La chute de l’ancien homme fort du Palais de Koulouba marque la fin d’un régime. Peut-être qu’il y aura encore des coups de force, des violences et des morts dans les prochains jours : croisons les doigts et touchons du bois pour exorciser le mal. Mais d’un point de vue politique, la « famille » (au sens propre et politique) qui était au pouvoir depuis 2002 n’aura plus son mot à dire dans les affaires du pays. La crise de ce régime s’était accentuée avec le déclenchement de la crise du Nord dans le courant du mois de janvier dernier, avec la première marche des femmes de soldats à Kati. Cette crise du Nord laissait envisager une rapide évolution politique semblable à celles observées dans les pays maghrébins. Mais c’était sans compter sur la capacité militaire du régime malien et de son appareil sécuritaire qui ne fonctionnait pas efficacement. C’est ce qui a permis une réaction militaire très lourde du CNRDRE, dont la grande majorité des membres sont des sous-officiers et des soldats de rang. Ce qui a permis la chute brusque du Président ATT car pour la plupart de ces putschistes sont des hommes de terrain. La chute d’ATT est une bonne chose pour ceux qui soutiennent l’action de la junte putschistes, mais une mauvaise chose pour ceux qui sont contre. Elle a permis d’éliminer de la scène un chef que beaucoup de ses compatriotes jugeaient irresponsable face à certaines situations et de prise de décision, qui était en plus devenu un des « élèves » le plus mal aimé de certains pays occidentaux et de ses voisins directs, surtout dans la lutte contre le terrorisme. Mais il est nécessaire que les forces internationalistes mènent une réflexion politique sur les conditions de la chute du régime, surtout lorsque ces forces ont condamné la prise du pouvoir par la junte et souhaite que le processus électoral en cours suive son cours normal afin d’instaurer un régime démocratique accepté par tous.

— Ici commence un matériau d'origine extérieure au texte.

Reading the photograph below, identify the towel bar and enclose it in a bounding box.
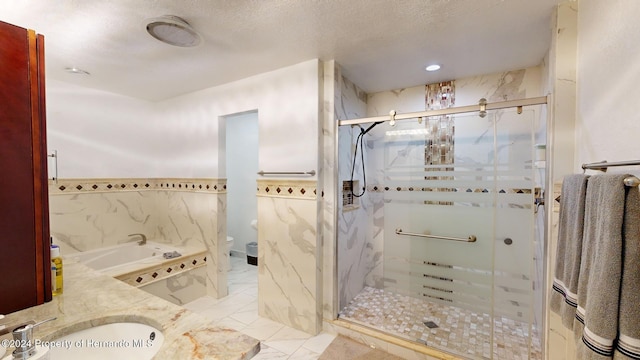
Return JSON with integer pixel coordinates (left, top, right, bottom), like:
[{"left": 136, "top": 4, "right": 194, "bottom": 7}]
[
  {"left": 258, "top": 170, "right": 316, "bottom": 176},
  {"left": 396, "top": 229, "right": 477, "bottom": 242}
]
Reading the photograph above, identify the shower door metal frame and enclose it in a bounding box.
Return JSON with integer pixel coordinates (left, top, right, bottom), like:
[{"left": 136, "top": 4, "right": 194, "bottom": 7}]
[{"left": 338, "top": 95, "right": 551, "bottom": 126}]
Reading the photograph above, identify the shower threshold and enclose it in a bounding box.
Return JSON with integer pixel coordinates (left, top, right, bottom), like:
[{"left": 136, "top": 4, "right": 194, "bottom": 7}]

Une probable intervention impérialiste qui tire ses leçons de la Côte d’Ivoire et de la Libye
Quel que soit le jugement qu’on porte sur les forces d’opposition maliennes, il est indubitable que la principale cause de la chute du régime ATT vient de la gestion de la crise du Nord. Une gestion de cette crise par la CEDEAO qui a retenu beaucoup de leçons des précédentes expériences en Côte d’Ivoire et en Libye : on parle d’une force de l’ECOMOG et du gel des avoirs financiers au Mali avec leur habituel lot de « dommages collatéraux » oubliés ou occultés. Pas de troupes au sol, à part quelques conseillers des forces spéciales qui ont joué le rôle de conseillers des forces d’opposition et de support aux missions aériennes ! Une pression importante sur les troupes loyalistes (durement frappées, mais en même temps plus épargnées que lors de l’intervention libyenne : nous en verrons plus loin les raisons) ; et enfin une pression sur le pouvoir déchu, car on apportera un maximum de support militaire tout en mettant tout en œuvre pour les contrôler via les hommes de confiance des puissances occidentales. Le comportement de la CEDEAO dans la gestion de la crise malienne peut ainsi s’expliquer par la volonté de ne pas rééditer «l’erreur » guinéenne où le Capitaine Moussa Daddis Camara avait fini dans une clinique en Europe et ‘est actuellement exilé au Burkina Faso afin de « garantir une transition dans l’ordre » et éviter une trop longue période « d’instabilité ».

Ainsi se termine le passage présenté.